On Tuesday, in the northern Gaza City neighborhood of al-Attatra, almost entirely demolished and laced with tank treads, the body of a 94-year-old woman was pulled from the wreckage by her son. The Israeli army shot and killed her, he says, before they brought the house down, again with an F-16.

“What did she have to do with rockets being fired into Israel?” he asked. The family had been looking for her for days.

Such stories are commonplace in Gaza since Israel unleashed its deadly war on the territory on 27 December.

More than 1,300 Palestinians have been killed in the past three weeks, a third of them children, according to both Gaza health officials and the United Nations. Some 5,500 people have been injured.

According to the civil defense force in Gaza, which has been tasked with helping pull bodies from the debris, there are still up to 200 persons missing in the northern areas of Gaza. They are presumed dead.

“This is the worst violence we have seen since the Nakba,” says 75-year-old Ibrahim Mohamed Hindi of al-Zeitoun, using the Arabic word for “catastrophe” to refer to the displacement of hundreds of thousands of Palestinians and the creation of Israel in 1948.

What is also alarming is the apparent vicious nature of the destruction, locals are saying.

Khamis Mohamed al-Atar and several other members of his family were forcibly removed from their home in al-Attatra and taken to a prison in the Negev for 15 days while Israeli soldiers occupied the house, which sits on a hill overlooking Gaza City, the strip’s major population center.

“One soldier brought me outside and another came out and asked the first one where the rest of my family was,” Mohamed al-Atar said. “Then he suggested to the soldier that they bring us all outside, line us up against the wall and shoot us. He said they didn’t care which houses had people in them. I thought they were going to kill us all.”

When Mohamed al-Atar returned, he found the body of his son left rotting among the family’s now decimated orange groves. He had been shot.

The inside of their house was smeared with graffiti in Hebrew. The Star of David, an icon of both the Jewish faith and the Israeli state, was spray-painted on the hallways. The toilets had been blasted with grenades, and the floor was blanketed with Israeli food wrappers and bullet shells.

In a farming area near Beit Hanoun cows lie dead across an entire field, some ripped open by shrapnel and others simply crushed by tanks. The corpses of donkeys, horses, goats and chickens line the streets.

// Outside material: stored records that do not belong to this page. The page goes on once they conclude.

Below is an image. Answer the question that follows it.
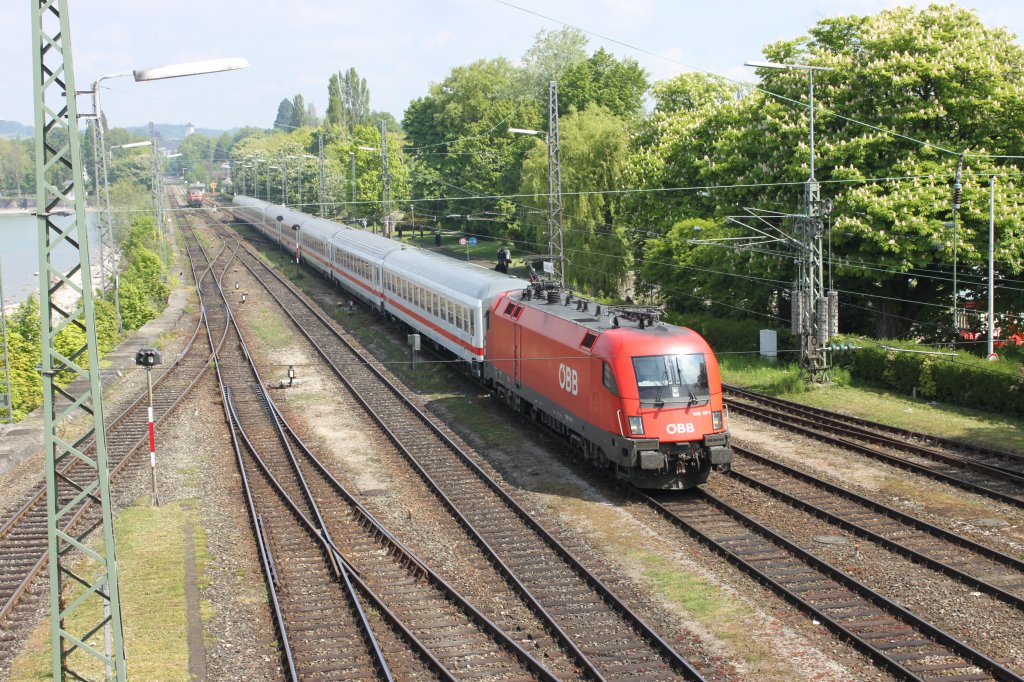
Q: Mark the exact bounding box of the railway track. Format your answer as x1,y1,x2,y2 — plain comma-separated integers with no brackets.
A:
645,489,1022,682
723,385,1024,507
727,445,1024,611
0,194,226,660
192,216,560,680
217,214,709,681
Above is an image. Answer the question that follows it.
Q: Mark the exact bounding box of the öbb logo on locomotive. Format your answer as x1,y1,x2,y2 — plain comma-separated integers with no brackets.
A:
231,195,734,490
558,363,579,396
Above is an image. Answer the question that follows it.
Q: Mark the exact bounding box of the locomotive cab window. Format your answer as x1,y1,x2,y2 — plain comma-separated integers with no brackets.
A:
581,332,598,350
632,354,710,405
602,362,619,395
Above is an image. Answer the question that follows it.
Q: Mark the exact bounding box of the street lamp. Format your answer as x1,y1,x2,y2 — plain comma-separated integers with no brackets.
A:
253,159,266,200
293,154,316,211
106,140,153,333
79,56,249,322
509,124,563,285
109,140,152,154
744,60,832,200
354,146,377,230
267,166,279,204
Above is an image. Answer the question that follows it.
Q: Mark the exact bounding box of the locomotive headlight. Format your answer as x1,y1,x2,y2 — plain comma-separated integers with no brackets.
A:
712,410,723,430
628,416,644,435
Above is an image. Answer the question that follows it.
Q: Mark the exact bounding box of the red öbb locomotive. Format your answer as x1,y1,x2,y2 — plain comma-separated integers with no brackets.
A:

“This is my family’s livelihood,” said Youssef, 18, of his farm’s slaughtered animals. “And now it’s gone. Who would take the time to kill cows in this war?”

In the same area, residents found a type of weapon that sends a throng of nails as far as the size of a football field in each direction, according to an Amnesty International representative investigating its use in Gaza.

A resident, father of an ambulance driver killed by a drone missile on 5 January, pointed to nails lodged in the side of his house. He said the Israeli army used the weapon on them during his son’s funeral procession.

“I don’t have any feelings any more,” said Mohamed Hindi. “The Israelis have managed to destroy everything. Even our emotions.”